There is no sense of place or time in Around a Small Mountain. Days pass, or maybe they don't. Does the circus move on? It's hard to say. The movie is a series of arranged encounters, snatches of conversation, sometimes still, sometimes in motion. One presumes Rivette got a hold of the early '60s output of Michelangelo Antonioni, and the aging director lifted the surface elements of Antonioni's style and failed to notice how his characters wandered over meaningful subtext. Antonioni's characters talk about nothing and yet something still emerges; Rivette's just talk about nothing.
The script, composed on-the-fly by Rivette and multiple collaborators, completely fails to engage with the material in any meaningful way, and so the audience can never manage to engage either. The drama is so obviously orchestrated, and the playfulness even more so, that it ceases to have any meaning. It is no better, no more tragic nor funny, than the worn-out routines that the circus performers do day in, day out, failing to see--or perhaps refusing to admit--how out of touch with reality they really are. Granted, with clowns, that is kind of the point, and perhaps Rivette is attempting to do the same with the action here, but it doesn't work. It's a formalist exercise that is about being an exercise.
Sergio Castellito's character is not really a character at all. Rather, he is a false device. He exists only to drive the story, because he couldn't truly exist in any other capacity. There is no reason for him to be where he is, no reason for him to go anywhere else, and his explanation that he must always move in order to keep moving, is indicative of how self-involved the narrative really is. Castellito plays him with all the investment of a homeless man looking at yesterday's stock prices.
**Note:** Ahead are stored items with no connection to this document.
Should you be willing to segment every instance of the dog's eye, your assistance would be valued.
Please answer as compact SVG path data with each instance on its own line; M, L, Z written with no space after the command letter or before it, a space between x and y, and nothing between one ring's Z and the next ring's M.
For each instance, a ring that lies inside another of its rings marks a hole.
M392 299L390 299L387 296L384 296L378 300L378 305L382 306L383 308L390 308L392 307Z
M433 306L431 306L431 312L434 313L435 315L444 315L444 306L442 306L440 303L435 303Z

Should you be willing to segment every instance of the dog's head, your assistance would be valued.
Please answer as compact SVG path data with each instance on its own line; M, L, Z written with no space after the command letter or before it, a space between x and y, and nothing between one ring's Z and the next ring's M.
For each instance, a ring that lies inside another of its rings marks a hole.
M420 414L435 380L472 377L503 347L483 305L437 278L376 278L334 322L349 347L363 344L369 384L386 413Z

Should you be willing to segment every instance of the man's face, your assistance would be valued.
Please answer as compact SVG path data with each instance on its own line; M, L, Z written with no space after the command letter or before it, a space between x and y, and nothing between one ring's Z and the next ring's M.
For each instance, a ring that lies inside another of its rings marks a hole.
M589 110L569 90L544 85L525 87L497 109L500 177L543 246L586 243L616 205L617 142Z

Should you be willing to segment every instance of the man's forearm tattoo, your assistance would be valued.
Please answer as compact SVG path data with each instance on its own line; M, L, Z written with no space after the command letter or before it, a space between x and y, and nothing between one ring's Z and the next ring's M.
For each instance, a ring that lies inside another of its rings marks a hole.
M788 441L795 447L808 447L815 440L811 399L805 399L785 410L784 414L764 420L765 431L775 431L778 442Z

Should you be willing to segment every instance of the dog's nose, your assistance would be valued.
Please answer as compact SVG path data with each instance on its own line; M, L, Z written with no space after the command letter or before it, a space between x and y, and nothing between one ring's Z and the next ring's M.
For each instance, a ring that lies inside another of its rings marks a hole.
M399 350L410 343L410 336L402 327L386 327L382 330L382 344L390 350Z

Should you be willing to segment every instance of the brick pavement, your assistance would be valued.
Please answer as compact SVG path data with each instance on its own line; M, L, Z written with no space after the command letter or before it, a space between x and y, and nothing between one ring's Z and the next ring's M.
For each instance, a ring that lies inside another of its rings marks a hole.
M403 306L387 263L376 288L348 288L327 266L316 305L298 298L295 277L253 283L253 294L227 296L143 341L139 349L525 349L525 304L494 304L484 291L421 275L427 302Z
What he is meant to be is a sounding board for the others to bounce their secrets off of. Any reluctance they have will be worn away by his persistence. What eventually comes to light is that Kate has only recently returned to the circus, having left years ago following an accident, abandoning her father and her sister. Daddy is dead, but sis (Hélène de Vallombreuse) and Kate's niece (Julie-Marie Parmentier) are still there. This reunion has been a long time coming. Birkin plays the role with little enthusiasm, though the part is written without much depth or insight, so one can hardly blame her. Kate's "malady," as she calls it, is given only the most shallow of attention, and the cure Vittorio invents is overly simplistic and delivered without feeling.
It crossed my mind that Vittorio is intended to be a clown. He eventually plays one, and maybe if I knew more about traditional circus constructs, Around a Small Mountain would make sense. He certainly wanders into each scenario and stirs up trouble, a solemn trickster disturbing the stew. Perhaps Rivette is toying with known stories and known tropes. I don't think that would really matter. To my mind, Rivette would still be making a film for the initiated, expecting your passport to already have a stamp, in love with his own artistic powers and ineffective to communicate further than that.
Optional English subtitles are rendered well and flow at a nice speed, though at times they seemed a little clumsy, with the occasional oddly chosen word or even sometimes appearing to be slightly off in translation from what I could hear for myself.
Jane Birkin is interviewed (8 mins., 36 seconds) in English, and she talks about her first meeting with Jacques Rivette and his off-the-cuff working methods.
There is also a trailer for the film, and more trailers for Cinema Guild releases. The DVD comes packaged in a standard DVD case with an accompanying booklet featuring an essay by Film Quarterly editor Rob White.